Loan debt consolidating finance companies
It’s best to make sure you’re comparing apples to apples, not a low but unstable variable rate to a higher but reliable fixed rate.When trying to decide whether you’re eligible for a debt consolidation loan, the last thing you should have to worry about is your inquiry significantly docking your credit score.“To lenders, personal loans are the riskiest loans we do,” says Bill Dallas, co-founder and CEO of Cloudvirga.Banks are risk-averse, and unsecured personal loans, which don’t require you to put up collateral, don’t provide them the same recourse that secured loans do.In our tester’s case, the reason given was having “too few open trades,” meaning she may not have had enough open credit cards to qualify.

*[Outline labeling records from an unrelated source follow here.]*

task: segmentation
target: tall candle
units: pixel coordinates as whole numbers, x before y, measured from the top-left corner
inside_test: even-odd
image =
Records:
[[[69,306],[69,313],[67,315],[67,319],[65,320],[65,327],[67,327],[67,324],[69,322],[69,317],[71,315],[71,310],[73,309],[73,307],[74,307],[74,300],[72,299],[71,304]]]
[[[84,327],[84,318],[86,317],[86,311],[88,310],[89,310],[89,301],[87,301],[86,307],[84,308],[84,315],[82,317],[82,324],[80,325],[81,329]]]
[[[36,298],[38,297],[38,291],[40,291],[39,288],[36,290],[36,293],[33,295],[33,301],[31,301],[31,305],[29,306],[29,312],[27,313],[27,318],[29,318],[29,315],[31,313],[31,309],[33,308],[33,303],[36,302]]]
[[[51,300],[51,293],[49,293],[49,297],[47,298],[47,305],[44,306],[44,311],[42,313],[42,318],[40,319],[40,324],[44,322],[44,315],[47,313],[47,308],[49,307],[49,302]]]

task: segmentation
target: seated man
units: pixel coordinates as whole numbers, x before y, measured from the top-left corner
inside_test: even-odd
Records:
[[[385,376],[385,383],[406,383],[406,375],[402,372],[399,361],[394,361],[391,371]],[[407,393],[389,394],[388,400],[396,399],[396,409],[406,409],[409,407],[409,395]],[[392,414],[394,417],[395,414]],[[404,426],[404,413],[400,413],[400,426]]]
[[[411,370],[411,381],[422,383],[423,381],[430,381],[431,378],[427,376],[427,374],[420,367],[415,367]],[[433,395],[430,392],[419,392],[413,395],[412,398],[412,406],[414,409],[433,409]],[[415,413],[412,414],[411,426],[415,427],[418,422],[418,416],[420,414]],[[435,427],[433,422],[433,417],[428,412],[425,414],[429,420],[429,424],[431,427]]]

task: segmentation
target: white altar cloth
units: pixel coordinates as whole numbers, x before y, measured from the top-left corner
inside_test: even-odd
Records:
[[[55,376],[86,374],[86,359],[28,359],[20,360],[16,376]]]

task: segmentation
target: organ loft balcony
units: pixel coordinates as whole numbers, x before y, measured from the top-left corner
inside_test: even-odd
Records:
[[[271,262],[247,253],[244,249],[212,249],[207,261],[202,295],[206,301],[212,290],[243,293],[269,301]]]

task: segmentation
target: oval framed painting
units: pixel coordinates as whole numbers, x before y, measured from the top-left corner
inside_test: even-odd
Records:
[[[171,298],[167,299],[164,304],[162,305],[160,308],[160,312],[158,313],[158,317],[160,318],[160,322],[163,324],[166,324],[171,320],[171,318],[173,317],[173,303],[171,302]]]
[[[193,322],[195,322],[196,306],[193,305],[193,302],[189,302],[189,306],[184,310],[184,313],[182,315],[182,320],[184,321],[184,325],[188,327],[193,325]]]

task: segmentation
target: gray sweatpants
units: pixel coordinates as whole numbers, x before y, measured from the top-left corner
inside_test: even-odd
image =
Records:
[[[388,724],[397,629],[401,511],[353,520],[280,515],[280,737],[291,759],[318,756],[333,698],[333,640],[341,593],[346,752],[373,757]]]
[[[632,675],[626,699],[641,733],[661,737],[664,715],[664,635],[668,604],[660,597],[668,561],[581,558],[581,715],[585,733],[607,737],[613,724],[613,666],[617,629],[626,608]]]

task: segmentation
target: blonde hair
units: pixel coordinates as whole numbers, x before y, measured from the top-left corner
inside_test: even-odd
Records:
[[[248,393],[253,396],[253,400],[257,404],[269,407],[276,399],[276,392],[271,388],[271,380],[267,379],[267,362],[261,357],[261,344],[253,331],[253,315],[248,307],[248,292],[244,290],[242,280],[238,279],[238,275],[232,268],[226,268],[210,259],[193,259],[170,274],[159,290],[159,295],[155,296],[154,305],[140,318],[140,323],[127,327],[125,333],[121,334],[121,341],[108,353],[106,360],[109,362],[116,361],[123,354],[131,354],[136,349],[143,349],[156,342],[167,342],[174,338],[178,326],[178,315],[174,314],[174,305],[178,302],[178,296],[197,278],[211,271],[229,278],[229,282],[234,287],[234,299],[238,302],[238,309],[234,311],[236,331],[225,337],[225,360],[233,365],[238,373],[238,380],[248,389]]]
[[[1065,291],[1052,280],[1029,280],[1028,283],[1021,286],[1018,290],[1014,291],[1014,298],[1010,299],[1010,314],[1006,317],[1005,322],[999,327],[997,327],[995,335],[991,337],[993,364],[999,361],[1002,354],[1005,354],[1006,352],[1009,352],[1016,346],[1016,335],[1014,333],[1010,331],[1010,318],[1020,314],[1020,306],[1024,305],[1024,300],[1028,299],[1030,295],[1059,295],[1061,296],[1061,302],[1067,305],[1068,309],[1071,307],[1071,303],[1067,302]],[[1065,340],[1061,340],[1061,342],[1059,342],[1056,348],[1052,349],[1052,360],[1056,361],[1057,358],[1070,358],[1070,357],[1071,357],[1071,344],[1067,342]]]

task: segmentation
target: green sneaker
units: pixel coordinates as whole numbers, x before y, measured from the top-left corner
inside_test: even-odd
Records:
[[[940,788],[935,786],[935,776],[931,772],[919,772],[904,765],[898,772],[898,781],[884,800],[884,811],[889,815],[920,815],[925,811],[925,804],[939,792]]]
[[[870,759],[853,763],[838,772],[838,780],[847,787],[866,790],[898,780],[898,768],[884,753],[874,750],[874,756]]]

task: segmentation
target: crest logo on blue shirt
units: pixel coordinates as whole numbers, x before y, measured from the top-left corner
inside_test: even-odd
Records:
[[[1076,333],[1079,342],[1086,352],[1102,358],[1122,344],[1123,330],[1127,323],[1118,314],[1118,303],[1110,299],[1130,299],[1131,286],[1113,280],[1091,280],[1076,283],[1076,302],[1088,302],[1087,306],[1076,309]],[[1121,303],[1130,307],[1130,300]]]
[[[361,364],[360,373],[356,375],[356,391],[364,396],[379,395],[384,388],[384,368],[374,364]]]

Lenders should be transparent before the application process — you don’t want to waste time applying for a loan with a credit score requirement in the upper 700 range if yours in the low 600s.
We’ve examined 18 top providers, consulted with over half-a-dozen financial experts, and updated this review regularly in order to bring you the most current information.
The author of this review does not own stock in any of the companies mentioned, or in any other debt consolidation loan providers.
However, it’s not always this cut-and-dried, and you’re not going to know the full story on where you stand until you receive an actual report on your application or rate check.
We wanted to cut some of the middleman for borrowers by grouping our picks by creditworthiness (good, average, bad) which is one of the ways lenders filter applicants.But this is just a starting point — even if you do fall perfectly within the credit requirements, you’re not automatically guaranteed a loan, so it’s important to consistently compare lender requirements.